More subtly, there was the scene before he started to need Visine where suspicions were cast on him for the first time, where the show was gradually building up to beady red eyes and maniacal chanting. When it was still less certain that he was the culprit, the camera was placed behind him and focused the people doing the questioning, something that called attention to both his body language and the rest of the students getting gradually more suspicious. It was a nice touch from a chronically underrated director.*
With this, a full arc has gone by and been executed with considerable panache. This show is on pace to kill off a lot of characters very quickly. 3 dead in 3 episodes lays out plenty of room to shrink, so to speak. I’m pretty pumped for next week’s helping of Danganzola cheese.
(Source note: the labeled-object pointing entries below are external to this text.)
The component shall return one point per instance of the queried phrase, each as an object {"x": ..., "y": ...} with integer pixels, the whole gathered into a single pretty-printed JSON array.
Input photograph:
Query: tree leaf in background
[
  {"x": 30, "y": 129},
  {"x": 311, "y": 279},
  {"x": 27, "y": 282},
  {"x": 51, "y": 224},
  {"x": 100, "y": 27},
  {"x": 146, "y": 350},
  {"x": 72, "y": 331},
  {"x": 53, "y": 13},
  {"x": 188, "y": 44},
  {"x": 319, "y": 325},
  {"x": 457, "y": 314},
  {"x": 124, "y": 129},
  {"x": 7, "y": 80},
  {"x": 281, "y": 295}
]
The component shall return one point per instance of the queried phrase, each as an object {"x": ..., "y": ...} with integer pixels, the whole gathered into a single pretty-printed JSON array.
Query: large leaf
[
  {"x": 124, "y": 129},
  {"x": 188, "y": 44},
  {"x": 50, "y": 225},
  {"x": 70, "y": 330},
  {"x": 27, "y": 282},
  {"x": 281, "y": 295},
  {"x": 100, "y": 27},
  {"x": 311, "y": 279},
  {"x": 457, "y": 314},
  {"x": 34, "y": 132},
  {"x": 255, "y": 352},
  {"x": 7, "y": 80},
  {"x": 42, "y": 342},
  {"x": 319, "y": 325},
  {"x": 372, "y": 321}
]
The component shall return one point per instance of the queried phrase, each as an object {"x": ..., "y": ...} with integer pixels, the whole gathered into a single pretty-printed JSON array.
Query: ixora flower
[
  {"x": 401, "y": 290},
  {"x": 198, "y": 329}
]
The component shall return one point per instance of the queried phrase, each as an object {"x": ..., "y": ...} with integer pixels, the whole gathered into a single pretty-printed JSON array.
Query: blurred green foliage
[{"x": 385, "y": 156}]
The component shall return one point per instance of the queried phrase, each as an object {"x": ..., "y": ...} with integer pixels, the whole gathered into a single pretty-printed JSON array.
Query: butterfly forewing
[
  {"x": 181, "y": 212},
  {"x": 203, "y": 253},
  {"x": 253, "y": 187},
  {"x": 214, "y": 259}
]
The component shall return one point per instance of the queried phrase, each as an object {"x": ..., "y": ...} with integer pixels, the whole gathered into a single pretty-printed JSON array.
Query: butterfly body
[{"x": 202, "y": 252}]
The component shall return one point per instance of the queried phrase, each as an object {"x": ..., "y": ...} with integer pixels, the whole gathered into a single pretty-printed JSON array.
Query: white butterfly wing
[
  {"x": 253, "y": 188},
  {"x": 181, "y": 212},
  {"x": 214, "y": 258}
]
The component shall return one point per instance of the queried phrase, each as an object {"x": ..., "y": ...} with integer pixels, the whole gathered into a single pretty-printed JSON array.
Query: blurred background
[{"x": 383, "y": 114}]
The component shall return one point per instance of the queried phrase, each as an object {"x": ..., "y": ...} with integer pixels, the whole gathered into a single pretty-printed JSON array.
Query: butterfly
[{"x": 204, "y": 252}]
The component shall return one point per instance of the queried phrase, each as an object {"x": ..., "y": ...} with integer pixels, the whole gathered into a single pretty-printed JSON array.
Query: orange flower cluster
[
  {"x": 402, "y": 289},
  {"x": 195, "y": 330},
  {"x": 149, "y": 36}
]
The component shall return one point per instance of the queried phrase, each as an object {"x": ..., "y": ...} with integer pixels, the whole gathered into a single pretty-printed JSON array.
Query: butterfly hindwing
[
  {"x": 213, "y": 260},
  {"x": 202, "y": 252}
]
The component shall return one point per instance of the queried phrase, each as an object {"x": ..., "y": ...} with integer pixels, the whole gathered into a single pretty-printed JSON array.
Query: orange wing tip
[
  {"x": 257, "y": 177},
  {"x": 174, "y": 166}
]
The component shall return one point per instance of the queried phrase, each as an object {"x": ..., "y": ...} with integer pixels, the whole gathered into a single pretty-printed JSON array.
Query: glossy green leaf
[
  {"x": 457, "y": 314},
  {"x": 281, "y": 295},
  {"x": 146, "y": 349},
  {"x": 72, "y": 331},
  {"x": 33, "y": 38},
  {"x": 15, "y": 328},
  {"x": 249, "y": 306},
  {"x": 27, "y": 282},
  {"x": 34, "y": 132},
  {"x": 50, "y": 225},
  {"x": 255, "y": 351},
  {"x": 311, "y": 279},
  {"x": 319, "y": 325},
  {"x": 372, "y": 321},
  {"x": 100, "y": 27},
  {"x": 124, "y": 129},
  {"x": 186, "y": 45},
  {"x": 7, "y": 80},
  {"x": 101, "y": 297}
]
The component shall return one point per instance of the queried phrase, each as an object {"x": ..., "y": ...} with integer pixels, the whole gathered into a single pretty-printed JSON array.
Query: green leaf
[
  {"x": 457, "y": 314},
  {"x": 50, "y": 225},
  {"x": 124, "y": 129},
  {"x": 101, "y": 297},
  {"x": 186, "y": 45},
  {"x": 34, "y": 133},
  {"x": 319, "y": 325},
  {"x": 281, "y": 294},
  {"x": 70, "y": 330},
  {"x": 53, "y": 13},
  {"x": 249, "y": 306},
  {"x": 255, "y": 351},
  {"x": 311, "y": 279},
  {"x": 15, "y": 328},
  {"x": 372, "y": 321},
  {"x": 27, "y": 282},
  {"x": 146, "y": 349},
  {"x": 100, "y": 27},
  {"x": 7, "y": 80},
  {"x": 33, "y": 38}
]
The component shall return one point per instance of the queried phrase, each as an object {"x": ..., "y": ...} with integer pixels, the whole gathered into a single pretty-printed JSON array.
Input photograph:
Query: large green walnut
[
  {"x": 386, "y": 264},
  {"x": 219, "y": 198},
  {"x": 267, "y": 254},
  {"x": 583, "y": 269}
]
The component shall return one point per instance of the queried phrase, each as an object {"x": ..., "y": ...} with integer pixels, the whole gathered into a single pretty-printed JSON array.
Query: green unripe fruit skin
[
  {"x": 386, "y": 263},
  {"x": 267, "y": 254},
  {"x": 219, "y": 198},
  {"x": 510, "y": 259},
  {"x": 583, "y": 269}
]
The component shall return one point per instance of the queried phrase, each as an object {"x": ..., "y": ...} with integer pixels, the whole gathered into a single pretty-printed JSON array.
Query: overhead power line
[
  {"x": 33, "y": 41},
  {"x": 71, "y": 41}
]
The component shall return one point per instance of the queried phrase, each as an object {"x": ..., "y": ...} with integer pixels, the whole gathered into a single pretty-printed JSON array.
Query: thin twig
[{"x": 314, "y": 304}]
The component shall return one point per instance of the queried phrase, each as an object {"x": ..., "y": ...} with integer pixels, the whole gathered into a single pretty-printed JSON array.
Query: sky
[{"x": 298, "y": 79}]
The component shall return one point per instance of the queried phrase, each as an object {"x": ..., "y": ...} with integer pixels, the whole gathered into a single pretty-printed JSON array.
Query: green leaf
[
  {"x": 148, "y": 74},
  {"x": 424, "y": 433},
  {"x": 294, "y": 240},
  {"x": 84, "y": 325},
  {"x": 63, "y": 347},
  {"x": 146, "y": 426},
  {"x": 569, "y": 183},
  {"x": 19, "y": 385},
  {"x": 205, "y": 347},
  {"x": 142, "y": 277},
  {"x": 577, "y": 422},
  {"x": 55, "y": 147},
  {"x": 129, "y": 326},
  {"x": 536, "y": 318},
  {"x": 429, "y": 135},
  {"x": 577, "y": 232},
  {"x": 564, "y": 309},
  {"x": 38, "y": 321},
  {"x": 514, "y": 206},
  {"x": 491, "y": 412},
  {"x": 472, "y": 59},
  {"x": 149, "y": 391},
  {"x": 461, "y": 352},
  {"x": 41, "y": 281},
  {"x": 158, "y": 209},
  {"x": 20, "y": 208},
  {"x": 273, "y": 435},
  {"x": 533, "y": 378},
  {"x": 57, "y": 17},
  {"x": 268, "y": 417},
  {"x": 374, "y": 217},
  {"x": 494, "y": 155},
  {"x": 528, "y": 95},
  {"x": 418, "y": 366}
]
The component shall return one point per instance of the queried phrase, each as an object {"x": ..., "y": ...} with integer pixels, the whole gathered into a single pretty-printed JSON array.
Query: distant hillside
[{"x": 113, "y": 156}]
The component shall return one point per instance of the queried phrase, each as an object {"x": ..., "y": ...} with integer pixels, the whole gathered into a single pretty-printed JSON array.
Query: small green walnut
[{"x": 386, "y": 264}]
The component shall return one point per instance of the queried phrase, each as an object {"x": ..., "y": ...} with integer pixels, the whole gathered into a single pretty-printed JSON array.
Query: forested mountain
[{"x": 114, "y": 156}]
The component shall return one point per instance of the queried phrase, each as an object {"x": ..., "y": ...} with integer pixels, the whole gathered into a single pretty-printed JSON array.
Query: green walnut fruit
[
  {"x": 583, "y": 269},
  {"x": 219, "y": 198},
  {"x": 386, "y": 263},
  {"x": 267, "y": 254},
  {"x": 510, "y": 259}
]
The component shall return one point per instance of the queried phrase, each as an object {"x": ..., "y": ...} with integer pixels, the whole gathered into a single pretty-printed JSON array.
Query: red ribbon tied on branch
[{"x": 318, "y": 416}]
*There’s a visibility bias running pretty deep in the anime fandom towards overrating directors who have a noticeable visual style (Akiyuki Shinbo’s backgrounds and oddball cuts, Shinichiro Watanabe’s music scenes, Kazuo Koike’s punky motion animation) and underrating directors who specialize in equally important things like compressed pacing, body language, volume production, and camera handling. I’m talking about people like Ayumu Watanabe, Takahiro Omori, and Hirao Takayuki along with Kishi himself. Not to say that directors with their own distinctive styles aren’t great, just that having one is not the only way to be great. I could editorialize this subject all day, but suffice to say it’s one of my pet peeves.